The clinical course or natural history of the infection is quite variable and is likely to be dependent on host, environmental and bacterial factors. The majority of children and adults infected with this bacterium are asymptomatic. Most infected patients with H. pylori develop gastritis, particularly nodular gastritis in children [17, 18]. Those with antral predominant gastritis are more likely to develop duodenal ulcers and have a reduced risk of gastric cancer compare to those with corpus predominant atrophic gastritis who have an increase risk of gastric cancer (Fig. 1) . As an example of a host factor that determine disease outcome, polymorphism in the HLA-DQA1 gene results in resistance to atrophic gastritis and thus lower the risk of gastric cancer in Japanese but not in Italian individuals [20, 21], whereas polymorphisms of IL-1|3 gene give rise to corpus gastritis and thus increase the risk of gastric cancer [22, 23].
The lifetime risk of peptic ulcer disease is approximately 3-25%, depending on the population [19, 24]. In children, the risk for peptic ulcer is low; in one Japanese study, the prevalence of H. pylori in duodenal ulcer, and gastric ulcer was 83.0%, and 44.2%, respectively [18, 25]. In those with H. pylori infection and peptic ulcer disease, there is now little doubt that eradication of H. pylori is superior to ulcer-healing drugs for duodenal ulcers; for gastric ulcers, eradication achieves similar result to ulcer-healing drugs. In terms of preventing recurrence of peptic ulcer disease, eradication is superior to placebo .

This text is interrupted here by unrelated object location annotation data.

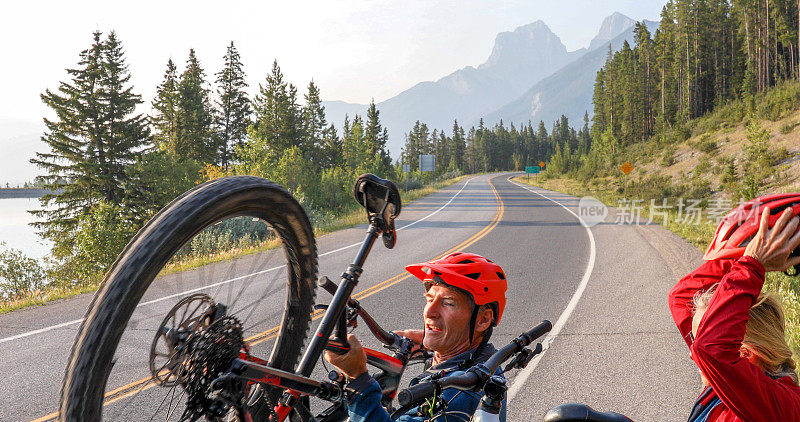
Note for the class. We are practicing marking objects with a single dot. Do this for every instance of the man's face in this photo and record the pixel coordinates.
(446, 315)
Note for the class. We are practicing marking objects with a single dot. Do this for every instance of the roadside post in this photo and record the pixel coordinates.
(626, 168)
(427, 163)
(531, 169)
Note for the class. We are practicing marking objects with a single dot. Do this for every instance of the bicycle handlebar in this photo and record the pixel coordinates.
(476, 376)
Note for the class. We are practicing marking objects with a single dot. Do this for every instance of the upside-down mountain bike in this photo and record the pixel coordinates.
(172, 335)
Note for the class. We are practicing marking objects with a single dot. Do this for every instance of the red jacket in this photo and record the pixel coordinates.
(746, 392)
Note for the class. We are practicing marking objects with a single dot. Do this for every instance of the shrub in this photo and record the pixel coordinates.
(788, 127)
(99, 237)
(703, 166)
(668, 156)
(19, 275)
(706, 144)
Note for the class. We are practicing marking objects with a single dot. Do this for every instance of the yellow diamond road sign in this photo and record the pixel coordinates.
(626, 168)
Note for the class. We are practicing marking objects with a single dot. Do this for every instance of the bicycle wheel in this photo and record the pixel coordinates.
(165, 299)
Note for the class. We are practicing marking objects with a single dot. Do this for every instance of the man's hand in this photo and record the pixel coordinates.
(772, 247)
(353, 363)
(414, 335)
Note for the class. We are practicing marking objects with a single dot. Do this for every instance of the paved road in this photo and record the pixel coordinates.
(605, 288)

The lifetime risk of gastric cancer though is approximately 1% based on large epi-immunological case-controlled studies. The association between
gastric cancer and H. pylori infection has been confirmed further in animal studies using the Mongolian gerbil . In a prospective cohort study of Japanese patients, gastric cancer was shown to develop in 2.9% of 1246 adult patients infected with H. pylori. Mean follow-up was 7.8 years. No gastric cancer was found in those not infected or in a subgroup of patients who received eradication therapy for H. pylori . However, in another prospective randomized placebo-controlled population-based primary study of 1630 healthy Chinese patients, carriers of H. pylori infection in a region of China with a high prevalence of gastric cancer, 817 received eradication therapy and 813 a placebo. No difference was found in terms of the incidence of gastric cancer development between the two groups over a period of 7.5 years. In a subgroup analysis of patients without precancerous lesions, such as atrophic gastritis and intestinal metaplasia, eradication seemed to decrease the development of gastric cancer . A recent trial suggests that eradication of H. pylori may reduce the incidence of precancerous lesions
. Eradication of H. pylori in the older individuals with precancerous lesions appeared not to be effective in preventing gastric cancer. Since these precancerous lesions are rarely seen in children , perhaps eradication should take place in childhood to prevent the development of these precancerous lesions later in life. Currently, the effect of H. pylori eradication on the incidence of gastric cancer is unknown and conclusive trials will take many years. Most experts favor eradication in first-degree relatives of gastric cancer patients [32-34]. Mucosal associated lymphoid tissue (MALT) lymphoma is rare in those infected with H. pylori, with a lifetime risk of less than 1%.